O imposto, como já afirmou o governo, veio para ficar.
Mas a queda dos preços veio também para ficar? Dificilmente
pode-se acreditar em tal afirmação. O mais provável
é que dentro de certo tempo, após a estabilização
da reforma, os preços das mercadorias voltem a subir.

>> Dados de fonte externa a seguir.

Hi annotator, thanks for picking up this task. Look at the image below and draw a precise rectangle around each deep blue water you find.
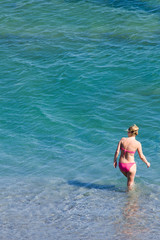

Mais uma vez a PIT-CNT dá provas de seu caráter
traidor, sendo um instrumento a mais para garantir a exploração
dos trabalhadores uruguaios. Ao invés de justificar e defender
a reforma tributária de Vázquez, a PIT-CNT deveria
organizar os trabalhadores para lutar contra tal nova forma de
exploração.
Uma reforma tributária a favor dos trabalhadores seria
um imposto progressivo, sobre as grandes fortunas e grandes propriedades,
um imposto sobre os lucros financeiros e a grande propriedade
fundiária. Mas, evidentemente, a reforma de Vázquez
não tem nada a ver com isso. Ao contrário, nessa
reforma, como nas diversas reformas realizadas pelos governos
ditos esquerdistas da América Latina, os únicos
beneficiados são os capitalistas.
No Uruguai, como em todos os países capitalistas, além
de ser expropriado pelo patrão e sustentar a acumulação
de capital do empresário, o trabalhador deve financiar
o Estado burguês que o oprime. Por um lado, os capitalistas
o exploram na produção de mais-valia, por outro,
o Estado burguês ainda lhe retira parte do seu já
baixo salário. No meio deles está a PIT-CNT, central
sindical traidora, que ainda tenta iludir os trabalhadores com
falsas pesquisas e argumentos retóricos, confundindo os
já sofridos trabalhadores uruguaios.